4. The method of mixing microfluidic-volumes of species of claim 2, wherein if said desired analyte does not reach a prescribed concentration, then add said species of claim 1 in an amount of from about 1-100 L to the said cavity in the said rotating platform of claim 1, and re-rotating said rotating platform by varying the angular speed over time.

5. The method of mixing microfluidic-volumes of species of claim 3, wherein if said species are sufficiently diffused, then analyzing the species for a desired analyte.

6. The method of mixing microfluidic-volumes of species of claim 4, wherein if said species are sufficiently diffused, then analyzing the species for a desired analyte.

7. The method of mixing microfluidic-volumes of species of claim 1, wherein said varying speed represents continuous speed change over time.

8. The method of mixing microfluidic-volumes of species of claim 1, wherein said varying speed represents at least a period of continuous speed change separated by at least a period of maintaining relatively constant speed.

9. The method of mixing microfluidic-volumes of species of claim 1, wherein a period during said varying-speed period includes speed increase or acceleration.

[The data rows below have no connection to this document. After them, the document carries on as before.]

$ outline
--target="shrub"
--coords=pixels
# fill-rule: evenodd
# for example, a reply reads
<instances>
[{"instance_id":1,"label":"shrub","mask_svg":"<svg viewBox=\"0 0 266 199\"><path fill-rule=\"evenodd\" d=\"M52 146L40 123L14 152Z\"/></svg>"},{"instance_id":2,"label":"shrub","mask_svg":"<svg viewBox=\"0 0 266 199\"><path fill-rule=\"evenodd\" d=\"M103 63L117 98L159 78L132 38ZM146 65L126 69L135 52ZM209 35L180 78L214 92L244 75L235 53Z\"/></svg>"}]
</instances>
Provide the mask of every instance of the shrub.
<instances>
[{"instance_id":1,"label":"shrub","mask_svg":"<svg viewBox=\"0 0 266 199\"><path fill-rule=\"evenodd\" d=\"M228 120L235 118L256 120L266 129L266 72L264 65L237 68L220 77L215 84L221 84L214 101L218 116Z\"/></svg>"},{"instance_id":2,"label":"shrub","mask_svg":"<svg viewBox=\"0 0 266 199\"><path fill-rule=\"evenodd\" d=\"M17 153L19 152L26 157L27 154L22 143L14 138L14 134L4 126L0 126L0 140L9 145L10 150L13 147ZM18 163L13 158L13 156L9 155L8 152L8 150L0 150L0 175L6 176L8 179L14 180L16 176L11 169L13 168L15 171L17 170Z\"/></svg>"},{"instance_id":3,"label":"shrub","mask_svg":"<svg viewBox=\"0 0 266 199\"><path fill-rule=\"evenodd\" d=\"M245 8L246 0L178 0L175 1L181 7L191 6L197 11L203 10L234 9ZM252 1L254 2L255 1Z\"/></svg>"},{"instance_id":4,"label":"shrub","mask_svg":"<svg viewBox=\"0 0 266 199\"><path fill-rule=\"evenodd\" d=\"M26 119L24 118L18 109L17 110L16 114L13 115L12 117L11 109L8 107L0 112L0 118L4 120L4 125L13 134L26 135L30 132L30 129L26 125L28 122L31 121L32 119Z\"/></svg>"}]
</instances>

10. The method of mixing microfluidic-volumes of species of claim 1, wherein a period during said varying-speed period includes speed decrease or deceleration.

11. The method of mixing microfluidic-volumes of species of claim 1, wherein sufficient diffusion occurs as fluid layers are bent or folded over each other due to continuous changing flow directions such that diffusion at molecular level can take place over thinner fluid layers.

12. The method of mixing microfluidic-volumes of fluids of claim 1, wherein the change from a maximum speed to a minimum speed and vice versa occurs at a rate change of speed between 0.1 rev/min2 to 200 rev/min2.

13. The method of mixing microfluidic-volumes of fluids of claim 1, wherein sufficient diffusion occurs when the fluids are 50% diffused volume-to-volume.

14. The method of mixing microfluidic-volumes of fluids of claim 1, wherein said minimum speed is over from 0.1 rev/min to about 500 rev/min.

15. The method of mixing microfluidic-volumes of fluids of claim 1, wherein said maximum speed is over 1000 rev/min.

16. A method of mixing microfluidic-volumes of species, comprising one species in form of a fluid looping in a direction through at least a recirculation loop effecting sufficient diffusion during the first period without introducing an active mixing device in physical contact with the fluid.

17. The method of mixing microfluidic-volumes of species of claim 16, wherein said direction is clockwise or counter-clockwise.

18. The method of mixing microfluidic-volumes of fluids of claim 16, wherein the fluid flow through the said recirculation loop with looping direction opposite to the said looping direction of claim 16 during the second period following the said first period without introducing an active mixing device in physical contact with the fluid.

19. The method of mixing microfluidic-volumes of fluids of claim 17, wherein the fluid flow through the said recirculation loop with looping direction opposite to the said looping direction of claim 17 during the second period following the said first period without introducing an active mixing device in physical contact with the fluid.

20. A method of mixing microfluidic-volumes of species, comprising one species in form of a fluid looping in a clockwise direction through a clockwise recirculation loop for one or more periods, and the same fluid looping in an anticlockwise recirculation loop for one or more periods, effecting diffusion without introducing an active mixing device in physical contact with the fluid.